Roberts also said the team is confident in Betts’ ability to handle shortstop. It was the position the former MVP played predominantly as a youth player. It was also a role he returned to last year for the first time in the majors, making 16 appearances there during a wave of early-season injuries for the team.

“I think he’s excited about this,” Roberts said of Betts. “And I think that Gavin’s looking forward to getting over there and just playing. Like I said, the calendar, where we’re at, we got to make a decision. I think right now that’s best for the Dodgers.”

What the Dodgers haven’t explained as clearly: How Lux went from being the team’s publicly proclaimed starting shortstop for all of the winter — general manager Brandon Gomes said as far back as the winter meetings that, “our expectation is [Lux] is going to be our shortstop” — to losing the job after just six miscue-riddled games at the position in Cactus League play.

“He has worked his tail off,” Roberts said of Lux, who spent all of last year rehabbing after suffering his season-ending knee injury early last spring. “It’s not from lack of effort or preparation.”

But, Roberts added, “we have a lot of eyes on our players. And collectively, we just felt from what we’ve seen, it’s the right thing to do.”

In hindsight, it simply appears the Dodgers weren’t as committed to Lux being their starting shortstop as they tried to make it seem.

The club evaluated external shortstop options this offseason, according to people with knowledge of the situation not authorized to speak publicly. Milwaukee Brewers slugger Willy Adames is one trade target they have long coveted, though no deal materialized between the teams this winter, even with Adames entering his final year before free agency.

Back around the winter meetings, there was even a belief from some people in the organization and around the industry that the Dodgers would have been open to trading Lux, in order to facilitate an acquisition for either establish big-league pitching or an upgrade at the shortstop position.

Yet, when the team arrived at spring camp four weeks ago, Lux’s name was still atop the depth chart at shortstop.

His grasp on that role, however, was evidently weaker than it appeared.

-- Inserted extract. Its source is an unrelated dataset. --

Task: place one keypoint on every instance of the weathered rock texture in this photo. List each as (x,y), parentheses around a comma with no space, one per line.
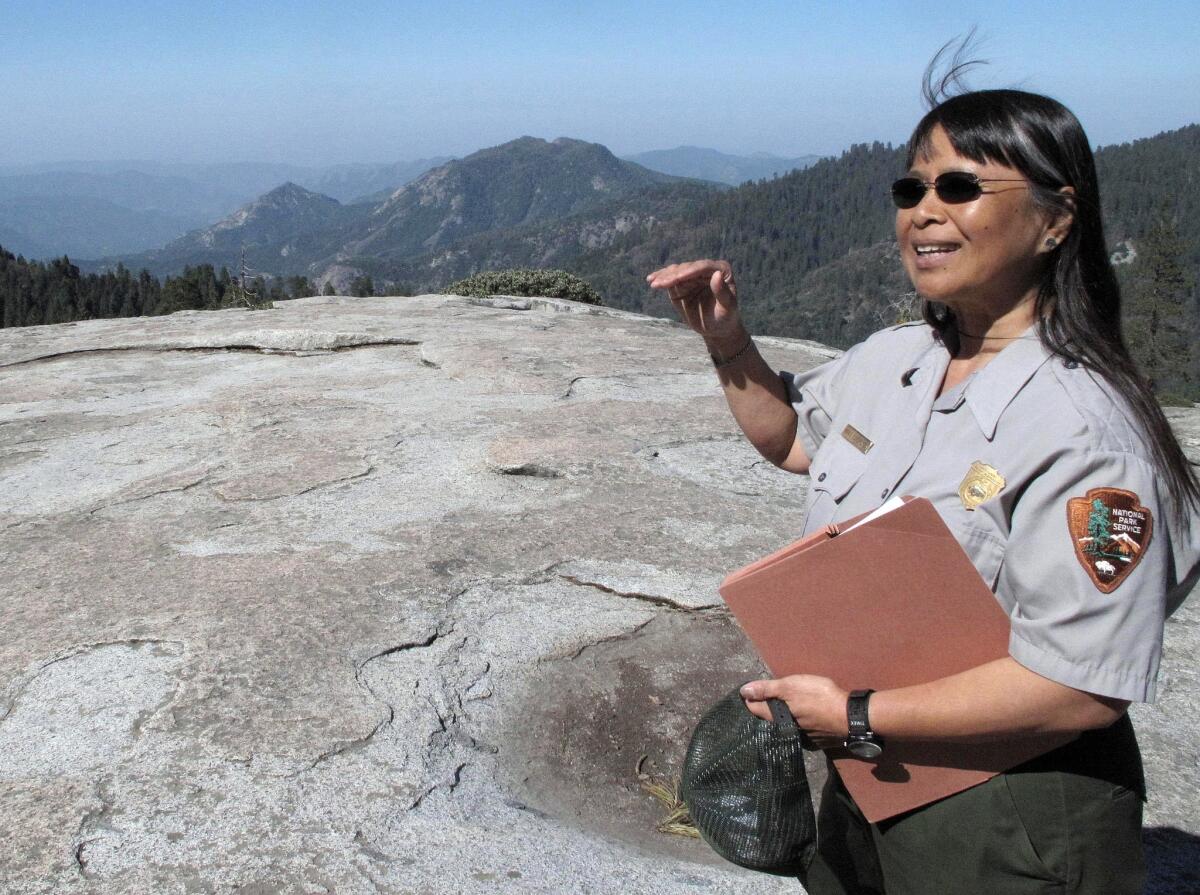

While the Dodgers remain high on Lux’s offensive ability — he batted .276 with a .745 on-base-plus-slugging percentage in 2022, and has been particularly effective in his career against right-handed pitching — his defense has long been among the most inconsistent aspects of his high-potential skill set.

The former first-round pick battled throwing yips as a minor leaguer, then graded out as a relatively league-average shortstop defensively during his first three MLB seasons, according to defensive metrics from Fangraphs and Sports Info Solutions.

Lux seemed to find some comfort as the Dodgers’ everyday second base in 2022. While his .973 fielding percentage ranked just 17th out of 21 MLB second baseman (minimum 700 innings at the position), he was worth three “defensive runs saved,” per Sports Info Solutions, and earned praise from Dodgers brass for his performance in the field.

However, upon switching back to shortstop this spring, Lux’s fundamentals, foot work and throwing accuracy all looked off — prompting the Dodgers to begin discussing his position change around the middle of this week.

“From what Gavin did at second base [in 2022],” Roberts said, “you feel good about him going back there.”

That doesn’t mean, however, the news was easy for the 26-year-old infielder to take.

“His response was, ‘I just want to win. I just want to help this team win and be a part of what we’re doing,’” Roberts said of his conversation with Lux. “Obviously, there’s some disappointment. I’d be surprised if there weren’t. But he’s a professional and he’s gonna embrace being our starting second baseman.”